## GBDT is, as always, the best estimator
It can handle NaNs, so we will do different data preparation for this estimator specifically.

In [114]:
import lightgbm as lgbm
import numpy as np
import os
import pandas as pd
import seaborn as sns
from sklearn.model_selection import cross_val_score
from sklearn.preprocessing import LabelEncoder
from sklearn import svm

In [339]:
features = ['Pclass', 'Title', 'Fam_type', 'Embarked', 'Fare']#, 'Age', 'Cabin_info']#, 'Deck', 'Sex']
cat_features = ['Pclass', 'Title', 'Sex', 'Fam_type', 'Embarked', 'Deck', 'Cabin_info']

In [340]:
df_train = pd.read_csv(os.path.join('data', 'train.csv'), index_col=0)
df_test = pd.read_csv(os.path.join('data', 'test.csv'), index_col=0)

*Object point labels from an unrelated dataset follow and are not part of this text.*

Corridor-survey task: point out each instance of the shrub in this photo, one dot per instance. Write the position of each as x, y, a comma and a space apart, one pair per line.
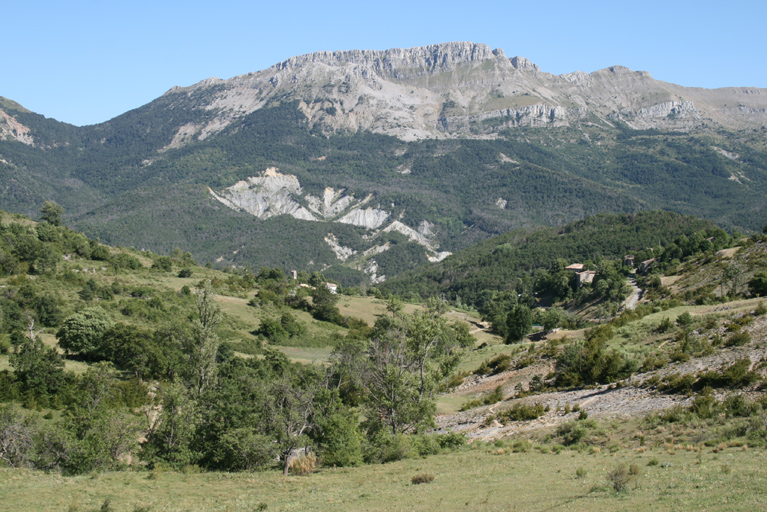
341, 441
736, 375
739, 406
572, 432
303, 464
737, 339
522, 412
386, 447
422, 478
425, 445
163, 263
451, 440
619, 478
684, 320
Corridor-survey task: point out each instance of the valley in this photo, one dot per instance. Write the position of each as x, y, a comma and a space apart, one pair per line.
434, 277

# Because of the amount of missing values and high number of categories, Deck is probably a bad feature
df_train['Deck'] = df_train['Cabin'].dropna().str[0]
df_test['Deck'] = df_test['Cabin'].dropna().str[0]
# New binary cabin feature
df_train['Cabin_info'] = df_train['Cabin'].apply(lambda x: 1 if x is not np.nan else 0)
df_test['Cabin_info'] = df_test['Cabin'].apply(lambda x: 1 if x is not np.nan else 0)

# Pro tips from Massimiliano Viola's kernel
df_train.loc[(df_train['Fare']==0), 'Fare'] = np.nan
df_test.loc[(df_test['Fare']==0), 'Fare'] = np.nan

# Combine siblings, spouses, parents and children into a family size feature
df_train['Fam_type'] = pd.cut(df_train['SibSp'] + df_train['Parch'] + 1, [0,1,4,7,11], labels=['Solo', 'Small', 'Big', 'Very big'])
df_test['Fam_type'] = pd.cut(df_test['SibSp'] + df_test['Parch'] + 1, [0,1,4,7,11], labels=['Solo', 'Small', 'Big', 'Very big'])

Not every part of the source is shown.